Es evidente que esta
película, nacida del ingenio e imaginación de Gene Wilder, pretendía apuntarse
a la ola disparatada de comedia que Mel Brooks había desatado unos pocos años
antes con El jovencito Frankenstein.
No es tan divertida porque, quizá, el humor no es tan fino, aunque, sin duda,
contiene algunos momentos realmente brillantes. Especialmente en lo que se
refiere a la cuidada puesta en escena del Londres victoriano. Es una de esas
películas con una textura fotográfica excepcional mientras se van sucediendo
los chistes, algunos, incluso, buenos, pero no mantiene el nivel en ningún
momento. En su inicio, parece prometer y la excusa es muy original como es el
hecho aparente de que Sherlock Holmes renuncia a investigar un caso y se lo
pasa a su hermano pequeño, Sigerson Holmes que, inevitablemente, tendrá que
enfrentarse al temido profesor Moriarty. Por el camino, se encontrará con
personajes de todo pelaje y condición, con mención especial al italiano que
interpreta Dom de Louise (un actor que decían que era absolutamente imposible
rodar con él porque nadie paraba de reír) y que sostiene el momento más
hilarante de la película en su encuentro con el malvado profesor interpretado
por un actor más que competente como Leo McKern.
Sin embargo,
probablemente presionado por las prisas, Wilder articula un guión que deriva
demasiado hacia la astracanada.
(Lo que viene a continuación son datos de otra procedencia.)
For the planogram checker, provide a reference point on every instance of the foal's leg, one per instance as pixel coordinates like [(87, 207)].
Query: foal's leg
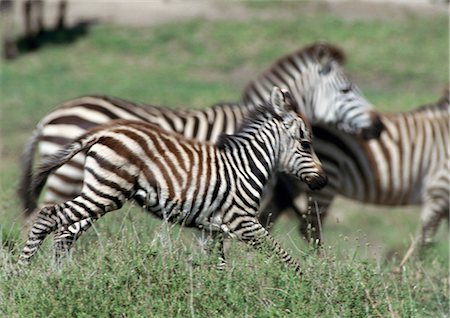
[(65, 237), (62, 215), (253, 233), (434, 209)]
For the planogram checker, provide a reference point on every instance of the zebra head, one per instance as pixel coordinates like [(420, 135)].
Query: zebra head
[(297, 157), (321, 89)]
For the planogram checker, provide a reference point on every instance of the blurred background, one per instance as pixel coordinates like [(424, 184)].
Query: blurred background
[(197, 53)]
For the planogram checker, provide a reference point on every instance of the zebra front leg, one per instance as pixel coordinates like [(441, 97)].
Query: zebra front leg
[(217, 248), (65, 238), (432, 213), (254, 234), (64, 215), (45, 223)]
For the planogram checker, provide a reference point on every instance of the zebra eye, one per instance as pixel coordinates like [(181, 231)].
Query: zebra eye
[(326, 69), (306, 145), (346, 89)]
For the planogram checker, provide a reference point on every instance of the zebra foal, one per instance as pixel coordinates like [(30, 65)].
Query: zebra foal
[(216, 187)]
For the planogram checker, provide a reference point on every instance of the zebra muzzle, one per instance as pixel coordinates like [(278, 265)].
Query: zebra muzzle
[(316, 181)]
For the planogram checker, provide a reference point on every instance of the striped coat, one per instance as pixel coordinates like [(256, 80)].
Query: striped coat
[(408, 165), (184, 181)]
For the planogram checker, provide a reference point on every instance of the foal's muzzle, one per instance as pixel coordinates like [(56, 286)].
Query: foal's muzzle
[(316, 181)]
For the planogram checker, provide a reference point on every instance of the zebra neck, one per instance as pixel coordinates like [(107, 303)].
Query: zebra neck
[(254, 155)]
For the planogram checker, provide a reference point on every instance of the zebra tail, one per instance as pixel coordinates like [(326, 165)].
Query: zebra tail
[(57, 160), (26, 164)]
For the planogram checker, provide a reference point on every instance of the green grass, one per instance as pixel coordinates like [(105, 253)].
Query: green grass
[(132, 265)]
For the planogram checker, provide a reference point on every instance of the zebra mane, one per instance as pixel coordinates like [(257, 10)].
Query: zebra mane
[(319, 52), (442, 104), (262, 112)]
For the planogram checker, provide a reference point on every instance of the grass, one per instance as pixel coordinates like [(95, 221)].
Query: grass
[(133, 265)]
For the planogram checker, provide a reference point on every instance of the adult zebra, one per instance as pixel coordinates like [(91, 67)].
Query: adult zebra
[(217, 187), (313, 74), (408, 165)]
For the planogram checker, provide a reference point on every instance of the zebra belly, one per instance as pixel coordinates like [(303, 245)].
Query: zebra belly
[(175, 210)]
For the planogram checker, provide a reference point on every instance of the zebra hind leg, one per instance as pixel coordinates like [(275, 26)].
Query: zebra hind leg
[(254, 234), (45, 223), (65, 237), (433, 211)]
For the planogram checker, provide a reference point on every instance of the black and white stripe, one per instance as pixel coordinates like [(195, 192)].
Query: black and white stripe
[(314, 74), (408, 165), (217, 187)]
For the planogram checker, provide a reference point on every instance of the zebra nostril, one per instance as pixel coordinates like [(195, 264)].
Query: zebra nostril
[(317, 181)]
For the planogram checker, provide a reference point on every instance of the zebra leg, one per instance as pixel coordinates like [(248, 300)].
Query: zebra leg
[(45, 223), (254, 234), (65, 237), (218, 248), (312, 209), (64, 215), (435, 209)]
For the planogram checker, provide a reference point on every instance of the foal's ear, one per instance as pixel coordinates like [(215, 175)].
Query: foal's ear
[(281, 100)]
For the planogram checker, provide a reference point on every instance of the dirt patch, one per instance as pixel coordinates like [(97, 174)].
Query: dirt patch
[(139, 13)]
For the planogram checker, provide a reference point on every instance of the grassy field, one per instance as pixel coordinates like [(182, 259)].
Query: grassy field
[(133, 265)]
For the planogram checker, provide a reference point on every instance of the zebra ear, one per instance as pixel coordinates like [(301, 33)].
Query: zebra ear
[(281, 100), (277, 98)]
Las gracias se suceden a gritos, hay cosas
verdaderamente algo estúpidas, el misterio policíaco se reduce, prácticamente,
a entrever la sinceridad en la persona clave que no es más que una mentirosa
compulsiva que dice “no” a una taza de té cuando quiere decir “sí”. Incluso
Wilder no tiene reparos en introducir un número musical sólo para gansos
aunque, en realidad, sean canguros. Mientras tanto, eso sí, se disfruta del
Londres tenebroso por la noche, y muy cuidado por el día, con sus casas, sus
vestuarios, sus coches de caballos. Podríamos decir que estéticamente está muy
cerca de otra película rodada en aquella época y que no es otra que El gran asalto al tren, de Michael
Crichton, con Sean Connery, Donald Sutherland y Lesley Ann Down en los papeles
principales.
Y es que resulta difícil mantenerse en la brillantez cuando es necesario excitar sexualmente a una chica para que confiese información fundamental. Y, sin duda, imitar el tic nervioso del mal hace que estemos pasando un rato estupendo. Al final, sin timidez alguna, se pone en marcha una ópera bufa bajo los compases harto conocidos de Un baile de máscaras, de Giuseppe Verdi, mientras los cristaleros quedan atrapados en su espionaje y el portero, que no es la señora Hudson, tiene la mala costumbre de andar de puntillas por los pasillos confundiendo, naturalmente, al propio Sigerson Holmes, hombre dotado de una capacidad de deducción tan estratosférica que, con frecuencia, se pasa de frenada. Ni que decir tiene que Sherlock estará en la sombra, observando los movimientos grotescos de su hermano que, por supuesto, también tiene su particular Watson en el único individuo del mundo que tiene “oído fotográfico” y que tiene que darse un golpe en la cabeza para comenzar a buscar en sus archivos lo que ha escuchado. No obstante, parece que Sigerson, efectivamente, es el hermano más listo de Sherlock Holmes. Ni rastro de Mycroft.